ATTRIBUTED TO OTTO VAN VEEN (1556-1629)
PORTRAIT OF DUKE ALESSANDRO FARNESE ( 1545-1592)
£50,000
Auction: 6 December 2002 at 12:00 GMT
Description
Half length in white and gold armour, wearing the insignia of The Order of the Golden Fleece, within a gold cartouche of fabulous figures surmounted by Alexander the Great hurling thunderbolts; beneath an extensive Latin inscription within a stylised frame flanked by winged masks; all against a green curtain.Oil, heightened with gold on copper
20.25cm x 13cm (8in x 5.125in)
Footnote
Note: The painting must date from after 1585 when Alessandro received the Order of the Golden Fleece from Phillip 11 of Spain, his mother's half brother, for his conquering of the City of Antwerp. As a reward Philip returned to Alessandro's father, Duke Ottavio (died 1586) the City of Piacenza and it is to the re-unification of that City with that of Parma to which the Latin text refers ".....Marte, tua sceptum tibi iuncta Placentia Parma......"This inscription differs not only in this particular reference but in some other respects from that which appears in the engraving by Gijsbert Van Veen (1562-1628) after his elder brother Otto's (lost?) original. Though not dated the engraving which is inscribed " Orto et Gisbertus Venij fres finx et f." is probably from considerably after 1586 (when Alessandro succeeded his father as Duke of both Parma and Piacenza) at a time when it was felt superfluous to mention both territorial titles, so pertinent in 1585 when Otto entered Alessandro's service. Whilst Otto van Veen is generally better known both as the master Rubens and the painter of large scale works he would necessarily have adapted his generally broader technique to the scale and the technical requirements of a small copper due to be engraved. Having studied in Italy for five years from 1574 under Federico Zucchero and then having worked in the 1580's at the Court of Rudolf 11 in Prague where there was considerable interest and activity in the field of portrait medals an attribution to Otto van Veen is not unreasonable. Another portrait by Otto van Veen of Alessandro Farnese also bust length is in the Musee des Beaux Arts, Brussels (Inv. no 1327).
We are grateful to Dr R.Ekkart of the Rijksbureau voor Kunsthistorische Documentatie for his opinion, given on the basis of a photograph, that this is very possibly the lost original by Otto van Veen.

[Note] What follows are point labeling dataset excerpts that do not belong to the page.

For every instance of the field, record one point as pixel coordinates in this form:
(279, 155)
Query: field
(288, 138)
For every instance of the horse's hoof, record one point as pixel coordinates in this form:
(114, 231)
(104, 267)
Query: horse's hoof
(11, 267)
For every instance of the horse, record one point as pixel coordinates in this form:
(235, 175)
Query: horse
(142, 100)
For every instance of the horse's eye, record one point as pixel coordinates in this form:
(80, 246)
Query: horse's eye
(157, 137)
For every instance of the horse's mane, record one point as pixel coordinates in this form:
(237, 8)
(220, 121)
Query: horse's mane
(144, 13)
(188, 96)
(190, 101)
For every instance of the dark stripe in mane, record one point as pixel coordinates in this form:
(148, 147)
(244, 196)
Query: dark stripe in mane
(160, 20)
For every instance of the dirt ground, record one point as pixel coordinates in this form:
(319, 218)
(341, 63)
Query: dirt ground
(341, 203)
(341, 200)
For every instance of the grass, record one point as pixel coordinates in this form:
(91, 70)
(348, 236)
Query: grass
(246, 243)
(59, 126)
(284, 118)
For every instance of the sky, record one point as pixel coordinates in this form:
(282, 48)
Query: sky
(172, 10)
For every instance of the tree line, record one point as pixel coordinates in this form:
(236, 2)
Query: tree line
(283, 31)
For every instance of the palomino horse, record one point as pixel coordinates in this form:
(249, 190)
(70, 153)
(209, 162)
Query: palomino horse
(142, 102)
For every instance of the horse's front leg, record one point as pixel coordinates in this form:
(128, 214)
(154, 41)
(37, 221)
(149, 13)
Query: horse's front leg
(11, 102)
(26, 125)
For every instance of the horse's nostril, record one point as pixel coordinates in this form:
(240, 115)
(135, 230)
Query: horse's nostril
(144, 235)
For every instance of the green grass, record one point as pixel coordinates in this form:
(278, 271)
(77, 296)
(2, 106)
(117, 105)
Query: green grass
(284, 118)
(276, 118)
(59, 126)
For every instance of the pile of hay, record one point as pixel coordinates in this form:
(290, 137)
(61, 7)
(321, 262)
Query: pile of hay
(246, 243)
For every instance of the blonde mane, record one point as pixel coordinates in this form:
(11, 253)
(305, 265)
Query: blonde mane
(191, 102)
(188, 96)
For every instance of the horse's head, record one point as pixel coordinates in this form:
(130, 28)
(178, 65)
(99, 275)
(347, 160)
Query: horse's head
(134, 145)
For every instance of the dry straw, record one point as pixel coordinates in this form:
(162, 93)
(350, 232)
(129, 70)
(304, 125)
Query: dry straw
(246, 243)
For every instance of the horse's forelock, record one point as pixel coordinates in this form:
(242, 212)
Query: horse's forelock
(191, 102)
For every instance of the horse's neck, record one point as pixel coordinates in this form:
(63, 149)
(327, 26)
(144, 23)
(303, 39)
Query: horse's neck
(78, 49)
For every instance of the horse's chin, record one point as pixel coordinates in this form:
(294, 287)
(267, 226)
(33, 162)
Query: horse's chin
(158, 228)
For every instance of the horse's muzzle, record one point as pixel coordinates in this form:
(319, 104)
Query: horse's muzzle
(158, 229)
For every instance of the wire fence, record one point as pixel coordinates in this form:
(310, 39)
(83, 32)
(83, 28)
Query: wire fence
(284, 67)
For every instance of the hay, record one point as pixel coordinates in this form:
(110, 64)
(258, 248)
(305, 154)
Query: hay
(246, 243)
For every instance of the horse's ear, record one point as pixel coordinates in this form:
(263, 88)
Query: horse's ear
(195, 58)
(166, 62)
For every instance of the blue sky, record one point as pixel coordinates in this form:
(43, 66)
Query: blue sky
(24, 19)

Alessandro Farnese (1546-1592), prince and later Duke of Parma was Philip II of Spain's nephew. A cosmopolitan member of Europe's aristocracy as a young man he had visited England and was spoken of as a possible bridegroom to the then Princess Elizabeth. By the early 1570's he was a staff officer in the Spanish Mediterranean fleet before in 1578, although still only 32 he took charge of the Army in Flanders. In January 1581 Parma embarked upon a grand stategy that within four years would double the size of the Spanish Netherlands ending in the capture of Antwerp in 1585. Parma's military reputation as refered to the inscription on the painting is confirmed by a contemporary source Sir Roger Williams. Williams, third-in-command of the British army which awaited the Armada wrote "To speak truth no army that ever I saw, passes that of the Duke of Parma for discipline and good order." In 1585 Parma submitted a 28 page letter to Philip II for the invasion of England and it is arguable that had Philip not decided to wait for the fleet from Spain to unite with the army in the Netherlands prior to an invasion, Parma may have been sucessful. The failure of the Armada in 1588 cleared away many illusions about the power of Spain and encouraged English and Dutch attacks on Iberian possessions overseas. With Spain's ascendancy on the wane, so was Parma's, he died shortly after in 1592.